Subvention ou bourse octroyée s'appliquant à plus d'un exercice financier. (2017-2018 à 2020-2021)

The discovery of Higgs boson by LHC in 2012 was an important step in validating the Standard Model (SM). However, there are already tensions between certain data and theoretical calculations based on SM. To make definite conclusions from these tensions, we need to improve the accuracy of both the measurement data and theoretical calculations. With the increase in luminosity and energy LHCb Run II (2015-19) expects to, at least, quadruple its effective statistics with the data collected until 2019 and hence half the uncertainties on the current measurements. In addition, SuperKEKB, which is an upgrade project of KEKB (1998-2010) at KEK (Japan) is designed to increase the instantaneous luminosity by about a factor of 40. Along with the BELLE II detector, this next-generation B-factory will complement the exploration of New Physics beyond the Standard Model currently being carried out at the energy frontier by LHC. The physics run of SuperKEKB will start in 2017. The numerous decay channels of the B mesons (quark-antiquark bound state containing a b-quark) to light mesons (quark-antiquark bound state with no b-quark) offer the opportunity to make precision tests of the Standard Model and perhaps more interestingly, to look for signals of physics beyond the SM. Exclusive B decays to light mesons are appealing since they are relatively easy to access experimentally, especially in an environment like the LHC. On the other hand, the theory of such decays is challenging due to the strong interactions effects. The theory of strong interactions, which is called quantum chromodynamics (QCD), becomes complicated when dealing with bound-state quantities. The computation of these quantities is challenging and model-dependent. Therefore, it is very important to make SM predictions using alternative viable approaches to nonperturbative QCD.

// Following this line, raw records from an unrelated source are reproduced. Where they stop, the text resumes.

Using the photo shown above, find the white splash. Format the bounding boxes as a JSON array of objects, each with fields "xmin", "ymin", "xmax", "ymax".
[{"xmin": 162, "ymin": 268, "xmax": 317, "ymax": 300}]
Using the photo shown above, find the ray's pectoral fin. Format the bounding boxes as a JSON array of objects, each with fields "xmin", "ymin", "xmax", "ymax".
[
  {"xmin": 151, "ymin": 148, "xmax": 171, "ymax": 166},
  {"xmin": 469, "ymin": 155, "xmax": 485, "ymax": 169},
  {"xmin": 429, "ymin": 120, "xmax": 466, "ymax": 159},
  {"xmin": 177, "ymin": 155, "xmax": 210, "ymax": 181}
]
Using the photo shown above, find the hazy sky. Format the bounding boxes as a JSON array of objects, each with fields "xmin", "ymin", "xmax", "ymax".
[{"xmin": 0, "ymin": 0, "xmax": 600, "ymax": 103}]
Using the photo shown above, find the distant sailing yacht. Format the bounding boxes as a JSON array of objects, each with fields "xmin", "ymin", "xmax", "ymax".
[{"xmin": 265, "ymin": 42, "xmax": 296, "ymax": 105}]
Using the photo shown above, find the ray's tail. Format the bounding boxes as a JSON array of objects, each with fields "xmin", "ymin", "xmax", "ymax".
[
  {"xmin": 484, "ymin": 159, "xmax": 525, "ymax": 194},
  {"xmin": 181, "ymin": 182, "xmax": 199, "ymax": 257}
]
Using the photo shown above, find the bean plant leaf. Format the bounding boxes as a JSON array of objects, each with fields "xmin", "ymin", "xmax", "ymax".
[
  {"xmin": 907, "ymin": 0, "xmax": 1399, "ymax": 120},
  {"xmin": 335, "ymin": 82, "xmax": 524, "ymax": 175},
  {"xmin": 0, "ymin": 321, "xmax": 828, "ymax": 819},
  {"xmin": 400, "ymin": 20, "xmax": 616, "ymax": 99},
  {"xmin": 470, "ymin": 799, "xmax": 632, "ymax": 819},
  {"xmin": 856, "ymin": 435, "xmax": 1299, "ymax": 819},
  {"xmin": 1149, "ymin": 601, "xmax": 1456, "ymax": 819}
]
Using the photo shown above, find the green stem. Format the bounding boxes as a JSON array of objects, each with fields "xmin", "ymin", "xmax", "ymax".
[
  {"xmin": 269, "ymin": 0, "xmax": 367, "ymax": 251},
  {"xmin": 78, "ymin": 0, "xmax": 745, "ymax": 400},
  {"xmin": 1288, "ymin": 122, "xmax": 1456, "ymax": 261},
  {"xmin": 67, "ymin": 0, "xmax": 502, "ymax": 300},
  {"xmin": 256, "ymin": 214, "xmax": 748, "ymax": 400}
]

In this research, we focus on increasing the reliability of our theoretical predictions for the exclusive B decays on both the perturbative and non-perturbative sides. First, we use an alternative and complimentary method to model QCD bound state effects. This method is known as light-front holography (LFH) and can be used to compute the non-perturbative inputs in theoretical calculations. Second, we are apply the so-called Principle of Maximum Conformality (PMC) to reduce the scale dependence of our theoretical predictions.
We also plan to investigate the underlying connection between LFH and chiral perturbation theory which is another successful model for describing nonperturbative QCD. One should be able to deduce this connection by matching their predictions for the same physical quantity at a common kinematical range where both models are expected to be valid.